Hoje a Igreja celebra São Joaquim e Sant’Ana, padroeiros dos avós










REDAÇÃO CENTRAL, 26 Jul. 17 / 05:00 am (ACI).- Neste dia 26 de julho, é celebrada na Igreja Católica a festa dos pais da Santíssima Virgem Maria e avós de Jesus, São Joaquim e Sant’Ana. Em razão desta data, comemora-se também o Dia dos Avós.

Ambos os santos, chamados padroeiros dos avós, foram pessoas de profunda fé e confiança em Deus; foram os encarregados de educar no caminho da fé sua filha Maria, alimentando seu amor pelo Criador e preparando-a para sua missão.


Bento XVI, em um dia como este em 2009, destacou – através das figuras de São Joaquim e Sant’Ana – a importância do papel educativo dos avós, que na família “são os depositários e muitas vezes as testemunhas dos valores fundamentais da vida”.

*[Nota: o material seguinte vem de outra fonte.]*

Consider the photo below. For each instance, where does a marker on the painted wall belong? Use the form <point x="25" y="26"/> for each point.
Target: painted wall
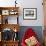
<point x="27" y="4"/>
<point x="37" y="29"/>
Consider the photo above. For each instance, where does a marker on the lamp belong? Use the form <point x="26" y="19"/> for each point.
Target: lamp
<point x="15" y="3"/>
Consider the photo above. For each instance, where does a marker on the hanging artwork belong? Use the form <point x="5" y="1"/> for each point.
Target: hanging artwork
<point x="30" y="13"/>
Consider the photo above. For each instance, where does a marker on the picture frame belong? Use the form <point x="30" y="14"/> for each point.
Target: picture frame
<point x="29" y="13"/>
<point x="5" y="12"/>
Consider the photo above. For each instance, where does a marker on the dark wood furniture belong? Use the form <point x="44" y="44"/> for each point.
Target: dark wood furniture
<point x="4" y="13"/>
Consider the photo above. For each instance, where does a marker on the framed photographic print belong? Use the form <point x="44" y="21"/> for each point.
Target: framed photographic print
<point x="5" y="12"/>
<point x="30" y="13"/>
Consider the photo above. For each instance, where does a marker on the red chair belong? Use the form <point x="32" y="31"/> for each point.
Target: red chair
<point x="29" y="33"/>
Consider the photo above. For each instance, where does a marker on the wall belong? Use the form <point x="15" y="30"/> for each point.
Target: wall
<point x="27" y="4"/>
<point x="37" y="29"/>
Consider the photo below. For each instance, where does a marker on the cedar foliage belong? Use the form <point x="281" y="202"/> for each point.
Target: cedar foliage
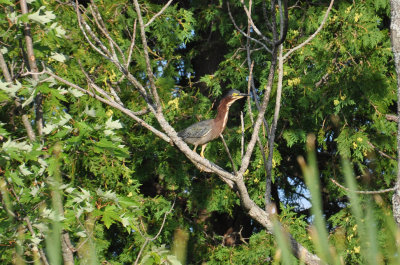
<point x="119" y="181"/>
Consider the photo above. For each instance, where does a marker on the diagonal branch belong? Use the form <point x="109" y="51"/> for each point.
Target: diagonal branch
<point x="247" y="35"/>
<point x="158" y="14"/>
<point x="150" y="74"/>
<point x="112" y="104"/>
<point x="313" y="35"/>
<point x="24" y="116"/>
<point x="33" y="68"/>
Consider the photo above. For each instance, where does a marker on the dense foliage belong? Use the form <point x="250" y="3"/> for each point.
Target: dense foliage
<point x="124" y="195"/>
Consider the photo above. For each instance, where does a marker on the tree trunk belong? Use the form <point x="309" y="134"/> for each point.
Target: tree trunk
<point x="395" y="38"/>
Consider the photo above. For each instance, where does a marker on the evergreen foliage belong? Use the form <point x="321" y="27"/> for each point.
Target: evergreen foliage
<point x="125" y="196"/>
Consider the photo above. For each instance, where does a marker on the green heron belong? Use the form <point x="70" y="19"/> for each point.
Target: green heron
<point x="203" y="132"/>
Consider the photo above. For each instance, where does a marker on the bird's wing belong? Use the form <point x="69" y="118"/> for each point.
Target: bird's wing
<point x="196" y="130"/>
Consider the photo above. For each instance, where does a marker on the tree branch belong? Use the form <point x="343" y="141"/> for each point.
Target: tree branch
<point x="313" y="35"/>
<point x="25" y="120"/>
<point x="158" y="14"/>
<point x="360" y="191"/>
<point x="33" y="68"/>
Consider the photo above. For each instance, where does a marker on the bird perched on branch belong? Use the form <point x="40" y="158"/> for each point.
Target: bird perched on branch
<point x="203" y="132"/>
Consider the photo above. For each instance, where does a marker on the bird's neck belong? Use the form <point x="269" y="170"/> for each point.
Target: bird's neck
<point x="222" y="114"/>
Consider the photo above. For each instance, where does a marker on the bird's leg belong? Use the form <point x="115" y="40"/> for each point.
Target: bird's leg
<point x="203" y="147"/>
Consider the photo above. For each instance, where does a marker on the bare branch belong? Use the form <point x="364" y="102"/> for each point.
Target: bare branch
<point x="271" y="139"/>
<point x="150" y="74"/>
<point x="381" y="152"/>
<point x="100" y="25"/>
<point x="103" y="51"/>
<point x="242" y="141"/>
<point x="243" y="33"/>
<point x="391" y="117"/>
<point x="229" y="153"/>
<point x="254" y="27"/>
<point x="24" y="116"/>
<point x="147" y="239"/>
<point x="360" y="191"/>
<point x="128" y="61"/>
<point x="113" y="104"/>
<point x="313" y="35"/>
<point x="284" y="21"/>
<point x="33" y="68"/>
<point x="158" y="14"/>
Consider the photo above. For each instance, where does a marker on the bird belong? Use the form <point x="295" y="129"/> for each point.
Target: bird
<point x="203" y="132"/>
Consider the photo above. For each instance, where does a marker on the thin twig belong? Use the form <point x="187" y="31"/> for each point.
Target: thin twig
<point x="313" y="35"/>
<point x="33" y="67"/>
<point x="25" y="120"/>
<point x="381" y="152"/>
<point x="243" y="33"/>
<point x="113" y="104"/>
<point x="158" y="14"/>
<point x="128" y="60"/>
<point x="271" y="139"/>
<point x="362" y="192"/>
<point x="100" y="25"/>
<point x="242" y="141"/>
<point x="150" y="74"/>
<point x="254" y="27"/>
<point x="229" y="153"/>
<point x="147" y="239"/>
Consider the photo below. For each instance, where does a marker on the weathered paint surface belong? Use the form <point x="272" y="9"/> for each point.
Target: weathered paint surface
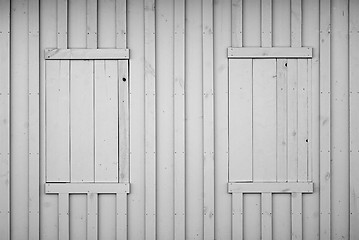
<point x="183" y="107"/>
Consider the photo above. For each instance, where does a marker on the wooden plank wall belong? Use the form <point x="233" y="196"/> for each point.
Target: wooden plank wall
<point x="5" y="119"/>
<point x="173" y="203"/>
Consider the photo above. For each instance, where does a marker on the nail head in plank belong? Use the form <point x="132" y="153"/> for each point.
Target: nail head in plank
<point x="276" y="52"/>
<point x="271" y="187"/>
<point x="86" y="54"/>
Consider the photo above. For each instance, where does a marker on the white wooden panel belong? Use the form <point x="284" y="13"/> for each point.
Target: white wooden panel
<point x="240" y="120"/>
<point x="354" y="118"/>
<point x="179" y="121"/>
<point x="121" y="23"/>
<point x="78" y="216"/>
<point x="237" y="19"/>
<point x="123" y="115"/>
<point x="266" y="208"/>
<point x="91" y="21"/>
<point x="252" y="216"/>
<point x="264" y="120"/>
<point x="325" y="121"/>
<point x="92" y="216"/>
<point x="34" y="119"/>
<point x="237" y="216"/>
<point x="208" y="119"/>
<point x="268" y="52"/>
<point x="292" y="120"/>
<point x="106" y="121"/>
<point x="296" y="23"/>
<point x="266" y="23"/>
<point x="271" y="187"/>
<point x="302" y="120"/>
<point x="150" y="120"/>
<point x="282" y="77"/>
<point x="63" y="213"/>
<point x="86" y="54"/>
<point x="121" y="216"/>
<point x="5" y="119"/>
<point x="87" y="188"/>
<point x="62" y="15"/>
<point x="297" y="220"/>
<point x="57" y="121"/>
<point x="82" y="121"/>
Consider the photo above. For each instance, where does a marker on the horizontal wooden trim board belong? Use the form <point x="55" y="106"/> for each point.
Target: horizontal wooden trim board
<point x="271" y="187"/>
<point x="87" y="188"/>
<point x="276" y="52"/>
<point x="86" y="54"/>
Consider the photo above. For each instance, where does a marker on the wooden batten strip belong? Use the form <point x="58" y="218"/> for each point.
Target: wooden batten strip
<point x="150" y="120"/>
<point x="121" y="216"/>
<point x="354" y="116"/>
<point x="266" y="208"/>
<point x="121" y="24"/>
<point x="237" y="216"/>
<point x="179" y="121"/>
<point x="34" y="119"/>
<point x="5" y="120"/>
<point x="271" y="187"/>
<point x="55" y="188"/>
<point x="237" y="23"/>
<point x="208" y="119"/>
<point x="266" y="25"/>
<point x="325" y="115"/>
<point x="265" y="52"/>
<point x="296" y="23"/>
<point x="64" y="219"/>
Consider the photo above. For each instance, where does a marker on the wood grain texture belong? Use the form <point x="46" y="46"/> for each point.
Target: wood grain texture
<point x="325" y="120"/>
<point x="150" y="120"/>
<point x="179" y="121"/>
<point x="208" y="119"/>
<point x="5" y="119"/>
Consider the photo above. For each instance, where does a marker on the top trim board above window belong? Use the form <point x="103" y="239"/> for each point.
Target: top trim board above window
<point x="86" y="54"/>
<point x="276" y="52"/>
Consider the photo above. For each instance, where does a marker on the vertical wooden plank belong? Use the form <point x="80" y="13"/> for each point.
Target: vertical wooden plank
<point x="237" y="216"/>
<point x="121" y="216"/>
<point x="179" y="86"/>
<point x="91" y="19"/>
<point x="302" y="120"/>
<point x="64" y="222"/>
<point x="57" y="121"/>
<point x="150" y="119"/>
<point x="296" y="23"/>
<point x="34" y="119"/>
<point x="264" y="119"/>
<point x="297" y="220"/>
<point x="208" y="119"/>
<point x="92" y="216"/>
<point x="292" y="120"/>
<point x="237" y="18"/>
<point x="106" y="121"/>
<point x="266" y="25"/>
<point x="5" y="119"/>
<point x="240" y="120"/>
<point x="325" y="123"/>
<point x="121" y="24"/>
<point x="82" y="122"/>
<point x="266" y="208"/>
<point x="62" y="23"/>
<point x="124" y="137"/>
<point x="354" y="117"/>
<point x="282" y="77"/>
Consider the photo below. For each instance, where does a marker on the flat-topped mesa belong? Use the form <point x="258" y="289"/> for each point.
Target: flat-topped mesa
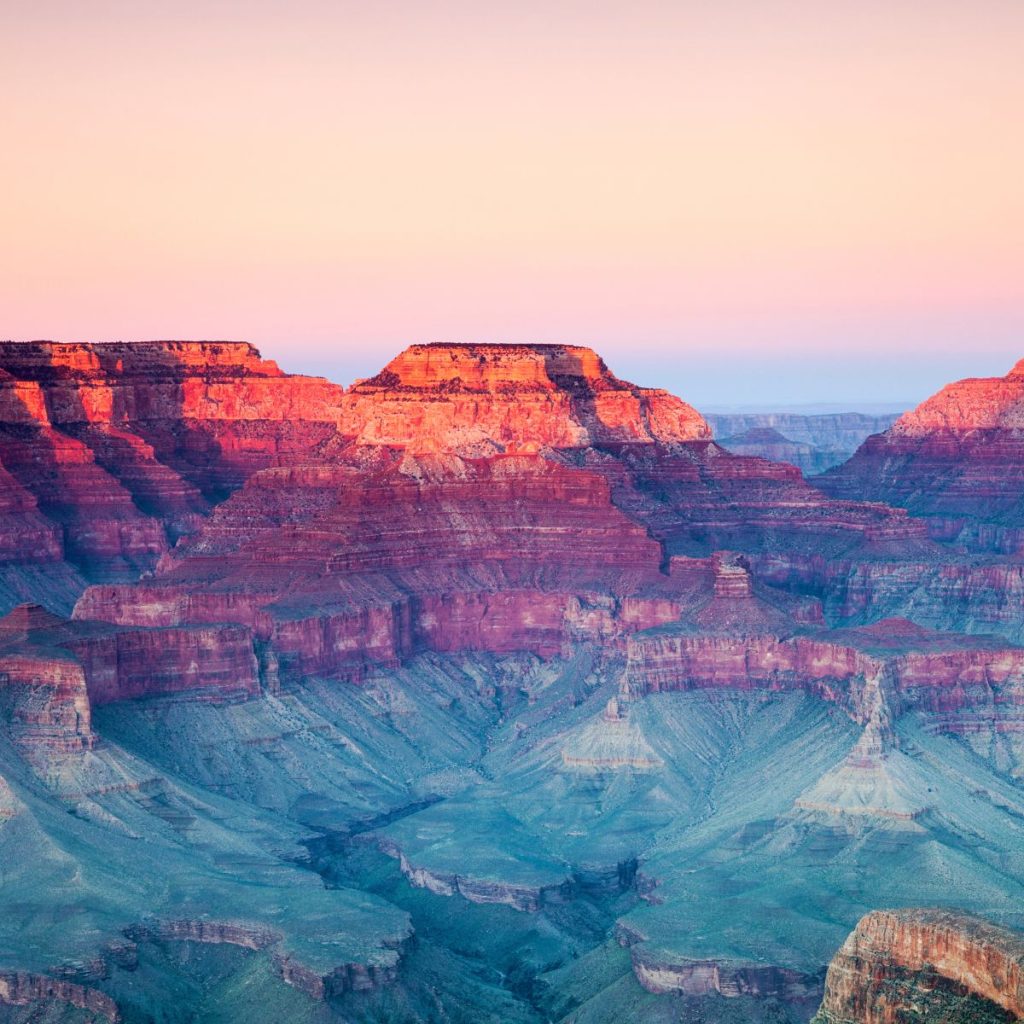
<point x="956" y="459"/>
<point x="925" y="965"/>
<point x="122" y="445"/>
<point x="47" y="360"/>
<point x="480" y="398"/>
<point x="973" y="403"/>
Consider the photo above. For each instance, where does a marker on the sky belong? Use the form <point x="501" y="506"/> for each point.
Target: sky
<point x="750" y="202"/>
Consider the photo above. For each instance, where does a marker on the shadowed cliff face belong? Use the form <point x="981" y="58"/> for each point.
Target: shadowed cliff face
<point x="957" y="459"/>
<point x="576" y="715"/>
<point x="926" y="966"/>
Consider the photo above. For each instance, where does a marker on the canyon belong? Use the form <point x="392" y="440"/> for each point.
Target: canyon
<point x="494" y="687"/>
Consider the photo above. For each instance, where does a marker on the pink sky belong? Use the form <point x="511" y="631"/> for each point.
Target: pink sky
<point x="801" y="200"/>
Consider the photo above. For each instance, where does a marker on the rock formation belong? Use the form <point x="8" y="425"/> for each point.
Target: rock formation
<point x="928" y="966"/>
<point x="957" y="460"/>
<point x="578" y="630"/>
<point x="478" y="399"/>
<point x="814" y="442"/>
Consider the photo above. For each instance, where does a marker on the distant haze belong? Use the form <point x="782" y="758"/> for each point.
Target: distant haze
<point x="753" y="203"/>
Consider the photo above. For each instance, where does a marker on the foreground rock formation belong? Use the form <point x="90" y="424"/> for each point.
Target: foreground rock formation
<point x="927" y="966"/>
<point x="456" y="689"/>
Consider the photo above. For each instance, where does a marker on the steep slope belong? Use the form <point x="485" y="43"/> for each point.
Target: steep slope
<point x="122" y="446"/>
<point x="929" y="966"/>
<point x="813" y="442"/>
<point x="477" y="399"/>
<point x="956" y="459"/>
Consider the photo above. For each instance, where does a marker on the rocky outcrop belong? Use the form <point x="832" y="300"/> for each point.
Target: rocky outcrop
<point x="956" y="459"/>
<point x="55" y="671"/>
<point x="315" y="982"/>
<point x="121" y="446"/>
<point x="22" y="988"/>
<point x="338" y="569"/>
<point x="767" y="442"/>
<point x="43" y="690"/>
<point x="932" y="671"/>
<point x="813" y="442"/>
<point x="925" y="965"/>
<point x="610" y="743"/>
<point x="478" y="399"/>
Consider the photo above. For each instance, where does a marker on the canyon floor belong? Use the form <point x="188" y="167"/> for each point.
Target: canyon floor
<point x="493" y="689"/>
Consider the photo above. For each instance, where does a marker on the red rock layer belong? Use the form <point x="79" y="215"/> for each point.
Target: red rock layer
<point x="482" y="398"/>
<point x="871" y="978"/>
<point x="958" y="457"/>
<point x="52" y="672"/>
<point x="337" y="568"/>
<point x="936" y="672"/>
<point x="121" y="444"/>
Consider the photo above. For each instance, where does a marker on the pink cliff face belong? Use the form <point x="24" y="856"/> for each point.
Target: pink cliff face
<point x="507" y="552"/>
<point x="957" y="459"/>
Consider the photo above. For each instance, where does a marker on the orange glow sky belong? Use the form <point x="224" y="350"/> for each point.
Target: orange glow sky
<point x="750" y="202"/>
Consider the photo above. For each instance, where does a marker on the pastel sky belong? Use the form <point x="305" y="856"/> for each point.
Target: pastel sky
<point x="751" y="202"/>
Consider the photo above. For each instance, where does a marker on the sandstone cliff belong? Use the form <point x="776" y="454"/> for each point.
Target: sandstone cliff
<point x="927" y="966"/>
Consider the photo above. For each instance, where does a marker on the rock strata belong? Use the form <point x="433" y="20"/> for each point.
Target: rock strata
<point x="902" y="965"/>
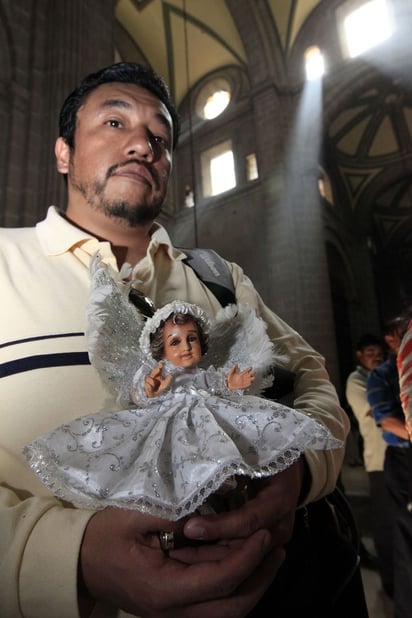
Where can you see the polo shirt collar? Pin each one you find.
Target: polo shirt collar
(57, 236)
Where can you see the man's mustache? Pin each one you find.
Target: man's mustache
(152, 171)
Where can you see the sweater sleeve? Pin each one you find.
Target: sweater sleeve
(38, 564)
(314, 393)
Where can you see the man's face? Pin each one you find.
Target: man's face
(121, 162)
(371, 356)
(393, 340)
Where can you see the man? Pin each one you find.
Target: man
(369, 353)
(117, 132)
(384, 399)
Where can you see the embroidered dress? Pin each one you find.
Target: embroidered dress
(166, 455)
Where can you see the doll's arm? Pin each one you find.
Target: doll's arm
(239, 380)
(156, 382)
(148, 382)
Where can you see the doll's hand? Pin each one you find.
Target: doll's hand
(155, 382)
(239, 379)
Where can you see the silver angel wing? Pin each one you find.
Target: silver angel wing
(238, 335)
(113, 329)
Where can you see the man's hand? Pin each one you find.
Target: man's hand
(121, 563)
(272, 508)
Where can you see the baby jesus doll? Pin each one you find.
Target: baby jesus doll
(187, 437)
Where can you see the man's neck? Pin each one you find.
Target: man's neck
(128, 244)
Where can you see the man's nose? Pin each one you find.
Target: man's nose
(140, 146)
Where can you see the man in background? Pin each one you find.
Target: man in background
(384, 400)
(369, 354)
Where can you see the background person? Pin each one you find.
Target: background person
(369, 354)
(384, 398)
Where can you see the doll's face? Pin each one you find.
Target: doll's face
(182, 345)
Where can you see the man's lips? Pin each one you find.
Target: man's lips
(135, 172)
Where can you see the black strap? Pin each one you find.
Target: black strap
(214, 272)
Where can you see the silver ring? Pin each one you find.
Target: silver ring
(166, 540)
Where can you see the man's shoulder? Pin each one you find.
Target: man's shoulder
(16, 236)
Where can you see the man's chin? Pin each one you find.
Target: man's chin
(133, 216)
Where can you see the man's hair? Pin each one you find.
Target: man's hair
(396, 325)
(123, 72)
(367, 340)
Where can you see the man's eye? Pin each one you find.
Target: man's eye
(159, 139)
(113, 123)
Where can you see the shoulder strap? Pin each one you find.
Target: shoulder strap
(213, 271)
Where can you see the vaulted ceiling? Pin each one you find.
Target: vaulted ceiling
(368, 106)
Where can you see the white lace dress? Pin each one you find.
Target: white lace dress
(166, 455)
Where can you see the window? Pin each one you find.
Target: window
(314, 63)
(251, 167)
(213, 98)
(218, 169)
(364, 25)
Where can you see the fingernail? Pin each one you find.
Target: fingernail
(195, 531)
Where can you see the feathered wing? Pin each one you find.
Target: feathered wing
(113, 329)
(239, 336)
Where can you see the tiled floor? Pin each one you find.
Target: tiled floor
(355, 482)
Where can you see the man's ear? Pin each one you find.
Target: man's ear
(62, 152)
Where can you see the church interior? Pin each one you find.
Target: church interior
(300, 172)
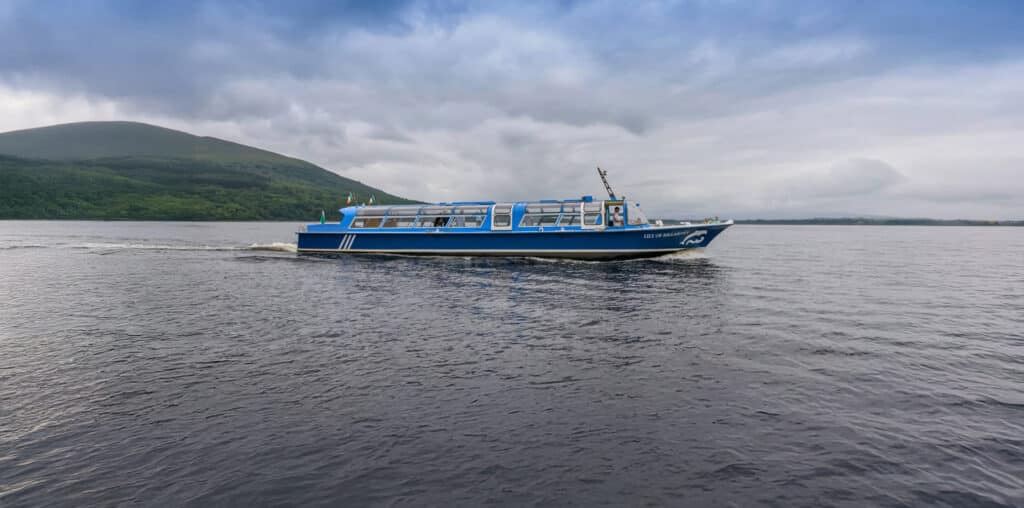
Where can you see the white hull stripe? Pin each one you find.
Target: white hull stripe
(346, 246)
(346, 243)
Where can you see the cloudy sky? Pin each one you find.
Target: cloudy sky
(740, 109)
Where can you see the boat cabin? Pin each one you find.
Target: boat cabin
(552, 215)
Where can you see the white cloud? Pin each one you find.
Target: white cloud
(494, 108)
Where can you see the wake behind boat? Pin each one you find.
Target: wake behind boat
(581, 228)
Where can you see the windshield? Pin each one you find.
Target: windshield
(636, 215)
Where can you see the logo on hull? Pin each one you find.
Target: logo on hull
(695, 238)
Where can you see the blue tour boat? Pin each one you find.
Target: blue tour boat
(581, 228)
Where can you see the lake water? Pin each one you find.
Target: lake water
(205, 365)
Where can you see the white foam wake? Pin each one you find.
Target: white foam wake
(274, 247)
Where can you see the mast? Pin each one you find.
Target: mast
(604, 175)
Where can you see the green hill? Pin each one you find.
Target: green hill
(127, 170)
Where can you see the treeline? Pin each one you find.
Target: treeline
(173, 189)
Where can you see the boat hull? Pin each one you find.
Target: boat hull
(596, 245)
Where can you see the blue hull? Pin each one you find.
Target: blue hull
(594, 244)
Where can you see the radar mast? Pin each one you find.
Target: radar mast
(604, 178)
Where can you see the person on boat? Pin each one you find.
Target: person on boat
(616, 217)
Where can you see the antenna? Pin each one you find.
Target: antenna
(604, 178)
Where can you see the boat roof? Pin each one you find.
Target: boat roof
(382, 209)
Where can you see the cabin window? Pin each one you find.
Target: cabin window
(431, 221)
(466, 221)
(470, 210)
(535, 220)
(371, 212)
(407, 211)
(569, 219)
(367, 221)
(399, 221)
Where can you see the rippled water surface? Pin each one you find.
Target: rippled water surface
(204, 364)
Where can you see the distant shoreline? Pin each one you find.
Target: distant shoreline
(892, 221)
(836, 221)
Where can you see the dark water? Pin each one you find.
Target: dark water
(179, 364)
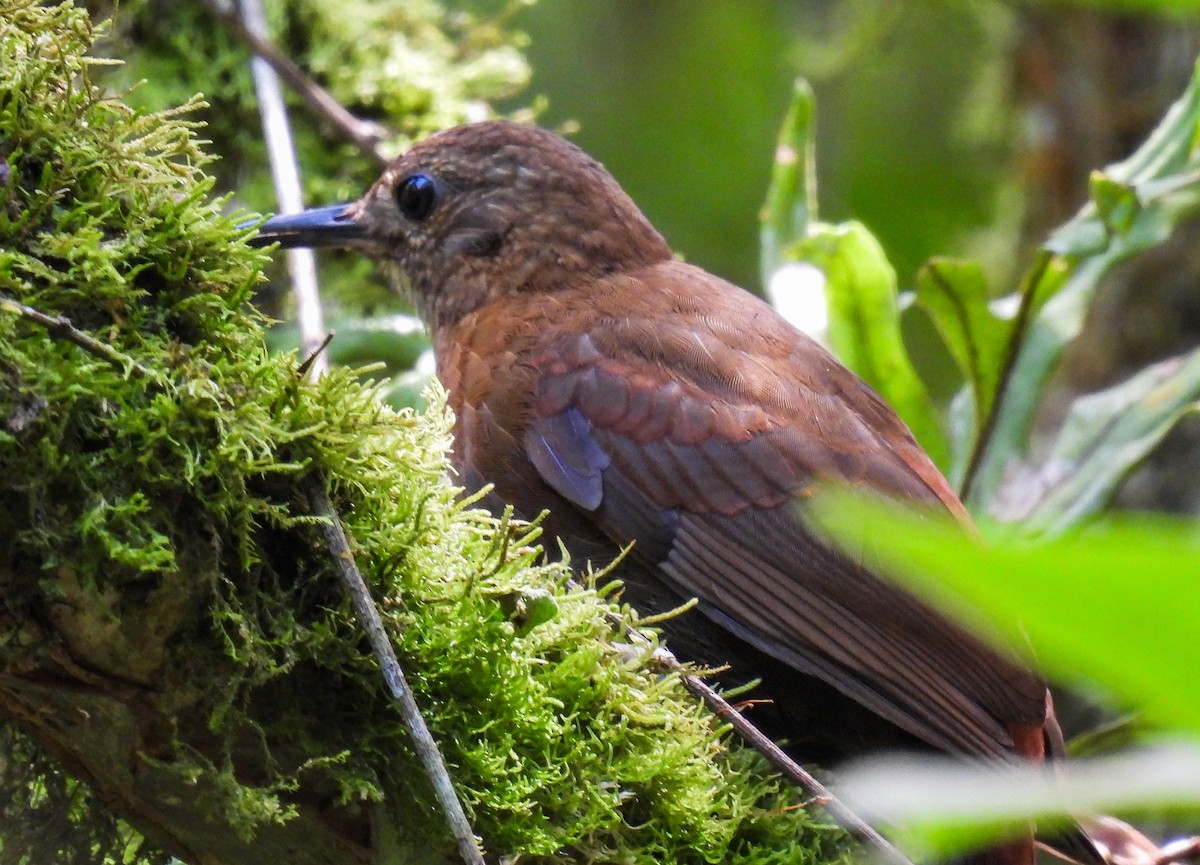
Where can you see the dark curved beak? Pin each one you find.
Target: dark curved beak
(319, 227)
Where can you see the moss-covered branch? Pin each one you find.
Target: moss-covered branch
(175, 655)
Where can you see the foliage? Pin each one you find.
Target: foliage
(1105, 604)
(172, 628)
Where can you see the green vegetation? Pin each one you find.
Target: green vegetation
(172, 630)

Em 2013, quando estava no Rio de Janeiro (Brasil) para a Jornada Mundial da Juventude, coincidindo sua estadia com esta data, o Papa Francisco destacou que “São Joaquim e Sant’Ana fazem parte de uma longa corrente que transmitiu o amor a Deus, no calor da família, até Maria, que acolheu em seu seio o Filho de Deus e o ofereceu ao mundo, ofereceu-o a nós. Vemos aqui o valor precioso da família como lugar privilegiado para transmitir a fé!”.

“Olhando para o ambiente familiar, queria destacar uma coisa: hoje, na festa de São Joaquim e Sant’Ana, no Brasil como em outros países, se celebra a festa dos avós. Como os avós são importantes na vida da família, para comunicar o patrimônio de humanidade e de fé que é essencial para qualquer sociedade! E como é importante o encontro e o diálogo entre as gerações, principalmente dentro da família”, acrescentou o Pontífice.